We are now in the second year of operations in Iraq and in the third year of operations in Afghanistan. The Administration plans to fund both of these operations outside of the $402 billion Department of Defense budget request.

This means that the $521 billion deficit forecast for this year will grow even wider and the Congress will be considering a federal budget that does not reflect the true extent of government spending for the coming year. By continuing to conceal the true cost of the war, the Bush Administration is once again withholding critical information and misleading the American people about the war in Iraq.

When I asked Defense Secretary Donald Rumsfeld last week during a hearing before the House Appropriations Subcommittee on Defense why the Administration did not provide any funding for the war, he responded that they didn't know how much it was going to cost and wanted to wait until the fall to give a more accurate number.

Yet, the military does in fact have an estimate of the cost of the war. To wait until after the presidential election is blatantly playing politics in everyone's perspective and it should not go unchallenged.

Even Republicans are dismayed at the President's lack of fiscal integrity with the budget. When I raised this issue with OMB Director Josh Bolten during a Budget Committee hearing, the Republican chairman agreed with me that "zero" was an unacceptable number. The Administration, Chairman Jim Nussle reinforced to Mr. Bolten, must provide a number for the cost of the war and should do it sooner rather than later.

Mr. Bolten offered boilerplate comments during the hearing, noting that it was better to fund wars through supplemental appropriations bills and that the Administration would present one after the election. Historically, Mr. Bolten's claim is not consistently true and his statements miss the point.

The Administration must be up front with the American public about how much the wars in Iraq and Afghanistan are going to cost. We owe it to the American taxpayer to be as honest and forthright as we can about how we are funding this war.

During the Defense Appropriations Subcommittee hearing, I also asked Secretary Rumsfeld about the Administration's budget proposal that would give federal civilian employees a pay raise of 1.5 percent while giving military personnel a 3.5 percent raise. Secretary Rumsfeld manages more than 648,000 civilian employees, whose take home pay has declined for the past several years as a result of double-digit increases in health care premiums.

Both civilian and military personnel are deserving of an equitable and fair pay raise for the work they do. In fact, in the DOD there is a symbiotic relationship between our civilian employees and the men and women in uniform who are fighting in Iraq and other trouble spots in the world.

In many respects, we need to put as much of a priority on recruiting the most capable individuals we can on the civilian side since they are running the computer systems, handling sensitive materials and overseeing the weapons programs that our troops in the field must depend upon.

There is a 32 percent gap between the compensation levels of federal civilian employees and those of private sector workers.
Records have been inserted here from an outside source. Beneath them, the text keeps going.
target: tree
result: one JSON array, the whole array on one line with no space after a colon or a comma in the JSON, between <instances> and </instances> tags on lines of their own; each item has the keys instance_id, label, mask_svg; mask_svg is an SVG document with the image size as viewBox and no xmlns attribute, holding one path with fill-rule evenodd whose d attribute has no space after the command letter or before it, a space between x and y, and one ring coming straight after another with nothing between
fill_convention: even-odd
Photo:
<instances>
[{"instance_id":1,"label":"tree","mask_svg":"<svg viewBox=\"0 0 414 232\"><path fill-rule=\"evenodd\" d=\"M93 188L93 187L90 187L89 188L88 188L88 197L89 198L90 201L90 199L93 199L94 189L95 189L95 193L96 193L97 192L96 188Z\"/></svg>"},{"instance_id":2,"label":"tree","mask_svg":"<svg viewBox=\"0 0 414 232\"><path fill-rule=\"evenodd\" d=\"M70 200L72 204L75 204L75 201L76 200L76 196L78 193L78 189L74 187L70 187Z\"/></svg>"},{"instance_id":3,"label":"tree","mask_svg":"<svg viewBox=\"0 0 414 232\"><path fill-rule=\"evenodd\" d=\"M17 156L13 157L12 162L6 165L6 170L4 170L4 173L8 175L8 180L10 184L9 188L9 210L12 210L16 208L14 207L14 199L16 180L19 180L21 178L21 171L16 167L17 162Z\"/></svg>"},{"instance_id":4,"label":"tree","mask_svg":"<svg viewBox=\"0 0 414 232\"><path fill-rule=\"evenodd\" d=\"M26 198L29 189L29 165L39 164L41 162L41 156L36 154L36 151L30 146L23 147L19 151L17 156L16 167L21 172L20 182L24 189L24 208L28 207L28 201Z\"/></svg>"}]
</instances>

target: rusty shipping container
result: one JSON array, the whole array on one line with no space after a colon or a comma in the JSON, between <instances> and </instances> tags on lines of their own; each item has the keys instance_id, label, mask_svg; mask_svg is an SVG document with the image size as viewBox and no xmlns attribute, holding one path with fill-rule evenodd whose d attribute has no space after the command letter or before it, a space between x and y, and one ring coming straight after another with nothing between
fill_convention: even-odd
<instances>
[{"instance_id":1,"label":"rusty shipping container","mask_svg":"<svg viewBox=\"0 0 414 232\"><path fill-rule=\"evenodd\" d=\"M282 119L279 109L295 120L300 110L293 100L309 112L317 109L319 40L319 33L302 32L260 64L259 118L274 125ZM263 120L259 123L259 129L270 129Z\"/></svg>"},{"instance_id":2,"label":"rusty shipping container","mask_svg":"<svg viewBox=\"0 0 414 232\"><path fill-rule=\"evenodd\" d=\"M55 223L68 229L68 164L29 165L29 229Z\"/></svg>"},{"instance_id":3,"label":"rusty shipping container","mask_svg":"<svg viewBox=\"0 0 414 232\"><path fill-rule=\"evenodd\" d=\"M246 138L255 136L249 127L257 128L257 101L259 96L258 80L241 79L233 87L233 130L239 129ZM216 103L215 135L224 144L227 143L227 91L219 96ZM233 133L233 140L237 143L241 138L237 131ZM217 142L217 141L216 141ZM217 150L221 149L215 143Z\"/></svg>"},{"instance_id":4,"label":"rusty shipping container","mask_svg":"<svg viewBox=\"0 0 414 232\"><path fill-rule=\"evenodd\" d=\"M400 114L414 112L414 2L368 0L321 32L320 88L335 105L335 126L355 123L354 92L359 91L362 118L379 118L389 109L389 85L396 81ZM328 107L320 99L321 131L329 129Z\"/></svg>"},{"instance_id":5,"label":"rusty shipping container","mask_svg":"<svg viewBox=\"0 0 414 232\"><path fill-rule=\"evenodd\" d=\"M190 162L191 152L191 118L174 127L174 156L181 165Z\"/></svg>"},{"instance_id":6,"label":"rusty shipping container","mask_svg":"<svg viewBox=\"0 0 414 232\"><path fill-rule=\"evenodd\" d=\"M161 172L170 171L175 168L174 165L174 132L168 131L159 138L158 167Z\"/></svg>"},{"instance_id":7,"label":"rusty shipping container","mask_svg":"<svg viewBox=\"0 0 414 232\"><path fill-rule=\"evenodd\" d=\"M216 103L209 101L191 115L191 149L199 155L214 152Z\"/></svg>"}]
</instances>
Along with this gap and the impending retirement of half of the civil service over the next decade, it is imperative for the federal government to start acting in a way that will attract and retain new workers.
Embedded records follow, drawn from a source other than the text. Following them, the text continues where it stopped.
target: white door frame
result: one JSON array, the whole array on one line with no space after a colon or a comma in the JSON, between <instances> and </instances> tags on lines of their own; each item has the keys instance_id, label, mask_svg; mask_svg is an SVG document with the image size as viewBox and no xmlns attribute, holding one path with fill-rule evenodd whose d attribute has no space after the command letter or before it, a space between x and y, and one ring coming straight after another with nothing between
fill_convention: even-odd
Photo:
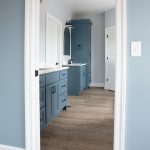
<instances>
[{"instance_id":1,"label":"white door frame","mask_svg":"<svg viewBox=\"0 0 150 150\"><path fill-rule=\"evenodd\" d=\"M40 150L38 78L40 0L25 0L25 130L26 150ZM126 93L126 0L116 0L117 62L114 150L124 150Z\"/></svg>"},{"instance_id":2,"label":"white door frame","mask_svg":"<svg viewBox=\"0 0 150 150\"><path fill-rule=\"evenodd\" d=\"M40 0L25 0L25 149L40 150L39 78Z\"/></svg>"},{"instance_id":3,"label":"white door frame","mask_svg":"<svg viewBox=\"0 0 150 150\"><path fill-rule=\"evenodd\" d=\"M104 88L105 88L105 90L108 90L109 88L108 88L108 81L107 81L107 79L108 79L108 52L109 52L109 50L108 50L108 31L110 30L110 29L116 29L116 27L115 26L111 26L111 27L106 27L105 28L105 86L104 86Z\"/></svg>"}]
</instances>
After the September 11, 2001 attacks, it was thought more Americans would answer the call to public service. Max Stier, the president of the non-profit Partnership for Public Service, throws cold water on that theory.

In a recent editorial written for Government Executive magazine, Stier notes that in the 1960s, 30 percent of law school graduates went to work for the federal government; now that number is 3 percent. Today, he says, there are more federal employees in their 60s than in their 20s, noting that over the next decade, half of the federal workforce will be eligible to retire.

We must take the steps now to attract and retain younger workers, especially in the areas of national security where technical skills and institutional knowledge are so important. The President's misguided approach to pay increases is only likely to hasten the retirement of some of our most experienced and indispensable civil servants.